Monday, October 20

I finally got this thing fixed.

Some updates from the meanwhile at http://squiggle.city/~brennen/.

I’m going to consider the current version of userland a 1.0.0 release, once I fix a couple of fiddly things. Your notes for the next revision are of course most welcome, though at some point I think I will start on a different little book using the same tools.

Thursday, October 9

Paul Ford:

I'm less nostalgic for old kinds of HTML than for the part of myself that was young and fearless and desperate to connect to the wider world. I get a kick out of the under construction images but, I mean, they actually are hosted and served on a perfectly modern boxes into browsers that are essentially virtualized supercomputers.

I've been using Unix systems continually since 1993 and they were old then. I'll be using them until I die, very likely; it's what I like to type into and there's likely to be some form of it around for decades. So for me this is less about nostalgia than return to form--there's been this immense flowering of system architectures in the world, but you can log in to a Linux Box and you're back to blunt talk and bash scripts, first principles. Do little things and build them into big things, one script at a time. Unix was meant to run on large, general-purpose industrial equipment and that legacy shows through. You use it control typesetting equipment and refrigeration systems. In any case: Some people may be having a flirtation with their college girlfriends, and good for them, but I've been here all along (along with tens of thousands of other nerds in the industry).

Testify.

Wednesday, October 1

A lot of things are happening right now in my life. Many of them are interesting enough to write about, but a lot of them would be a bad idea to write about. Some things that seem kind of harmless to talk about follow.

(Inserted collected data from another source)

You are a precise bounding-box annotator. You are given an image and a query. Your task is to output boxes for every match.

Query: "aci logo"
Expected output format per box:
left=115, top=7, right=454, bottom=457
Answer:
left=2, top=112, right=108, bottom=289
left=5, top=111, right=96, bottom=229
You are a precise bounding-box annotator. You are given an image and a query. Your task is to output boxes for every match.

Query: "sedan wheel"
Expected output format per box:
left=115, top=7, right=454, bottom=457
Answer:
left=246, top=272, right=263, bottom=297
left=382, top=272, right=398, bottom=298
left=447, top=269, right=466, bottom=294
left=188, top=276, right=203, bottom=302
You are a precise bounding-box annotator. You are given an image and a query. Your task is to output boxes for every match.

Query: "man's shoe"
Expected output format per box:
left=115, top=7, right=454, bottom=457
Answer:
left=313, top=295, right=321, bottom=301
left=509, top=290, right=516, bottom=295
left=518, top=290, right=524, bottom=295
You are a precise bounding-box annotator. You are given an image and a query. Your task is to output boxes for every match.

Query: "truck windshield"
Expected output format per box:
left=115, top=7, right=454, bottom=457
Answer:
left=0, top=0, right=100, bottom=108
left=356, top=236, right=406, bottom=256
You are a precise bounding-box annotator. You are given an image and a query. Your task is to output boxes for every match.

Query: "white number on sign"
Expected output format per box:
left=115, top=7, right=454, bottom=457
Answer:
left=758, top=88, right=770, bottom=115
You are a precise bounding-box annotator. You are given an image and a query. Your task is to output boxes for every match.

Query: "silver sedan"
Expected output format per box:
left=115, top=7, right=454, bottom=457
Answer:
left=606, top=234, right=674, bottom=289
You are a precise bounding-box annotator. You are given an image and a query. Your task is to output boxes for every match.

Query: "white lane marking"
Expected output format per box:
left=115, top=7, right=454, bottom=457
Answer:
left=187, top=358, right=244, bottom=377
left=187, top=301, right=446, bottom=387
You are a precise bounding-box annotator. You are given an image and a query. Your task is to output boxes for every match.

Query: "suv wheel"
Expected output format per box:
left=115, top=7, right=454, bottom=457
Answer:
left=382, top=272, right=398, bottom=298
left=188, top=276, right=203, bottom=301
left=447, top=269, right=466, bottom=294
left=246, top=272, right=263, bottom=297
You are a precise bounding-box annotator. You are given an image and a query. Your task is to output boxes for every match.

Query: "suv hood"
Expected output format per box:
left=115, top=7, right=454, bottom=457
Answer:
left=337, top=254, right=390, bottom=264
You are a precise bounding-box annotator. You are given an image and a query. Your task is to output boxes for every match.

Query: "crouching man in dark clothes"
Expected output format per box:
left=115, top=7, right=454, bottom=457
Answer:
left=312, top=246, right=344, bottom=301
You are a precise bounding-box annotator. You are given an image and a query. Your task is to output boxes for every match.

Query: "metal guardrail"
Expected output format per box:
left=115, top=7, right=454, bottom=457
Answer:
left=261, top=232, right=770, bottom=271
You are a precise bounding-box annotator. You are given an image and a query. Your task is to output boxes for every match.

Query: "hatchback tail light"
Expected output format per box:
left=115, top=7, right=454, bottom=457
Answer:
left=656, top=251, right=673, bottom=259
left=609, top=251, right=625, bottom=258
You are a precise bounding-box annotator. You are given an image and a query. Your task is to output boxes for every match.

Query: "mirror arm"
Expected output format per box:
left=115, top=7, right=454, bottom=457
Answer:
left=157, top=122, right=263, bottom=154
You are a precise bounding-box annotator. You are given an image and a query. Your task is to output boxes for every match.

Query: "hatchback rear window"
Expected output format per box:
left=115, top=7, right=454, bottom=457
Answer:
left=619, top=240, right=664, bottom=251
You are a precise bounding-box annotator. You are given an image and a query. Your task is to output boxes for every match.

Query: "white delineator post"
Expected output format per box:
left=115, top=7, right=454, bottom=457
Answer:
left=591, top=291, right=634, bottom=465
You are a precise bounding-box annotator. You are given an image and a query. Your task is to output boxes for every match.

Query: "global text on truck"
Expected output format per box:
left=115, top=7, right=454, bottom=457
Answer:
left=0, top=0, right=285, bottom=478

First, ok, Ello. It went around SparkFun IT a few weeks back and I got an account. I remarked that it was barely functional, and then kind of kept messing with it anyway. Some of my friends know some of the developers, there’s kind of a local Boulder vibe to it, I liked it as this little ghost-town place to put some stupid pictures.

So now it’s still barely functional, but somewhere after that it kind of blew up. Little wave of palpable excitement at the idea of somewhere to be on the web that isn’t a billion dollar corporate silo, thinkpieces, minor scandals, brands engaging, the whole bit. Impossible to tell quite how engineered, in retrospect. And I’m still interested in what’s happening there, because it’s kind of a differently shaped space. It breaks as often as it works, it’s probably doomed, and even if successful it’s the usual shit sandwich of closed code, central control, and vaporware funding model, but what the hell. I’m still interested in where certain parts of the traffic are headed, I guess. I’ll probably keep putting stupid pictures there for a while.

If anybody who works on Ello is reading this, I don’t mean to sound like such a total jerk about it in general. You made a neat thing. People are interested in it. You’re probably working unbelievably hard right now. I sincerely hope that you have a good time with it and that you have better luck than most in catching up to your own rhetoric. It’s just that I wish the world were better, or at least that those of us with the means were trying a little harder to make it that way.

*

Meanwhile, I don’t know if Paul Ford was thinking of tilde.club as a commentary on the now-routine structure of things like Ello or if he was just like “it’d be neat if people were putting stuff in ~/public_html again”, but tilde.club is pretty interesting.

What is it? It’s just a mediocre Linux distribution running on a cheap AWS instance, with some shell accounts and Apache installed.

This turns out to be fairly interesting, in the way that unix systems have always been interesting as pocket universes, and all the more so when shared.

We (the “we” of “nerds who structure the internet for a living”) spend a lot of time agonizing about social networks and control of social spaces and the way all the protocols are being eaten alive by massive corporate silos. Is it too much to think that we could address a lot of fears and problems just by revisiting the way that the substrate all of this is built on used to be a thriving social environment in itself, with an extraordinary set of tools for communication and self-expression?

Maybe cheap virtualized servers could actually be liberatory for users of the network if they were treated as first-class entities instead of just as leverage for the centralization of power.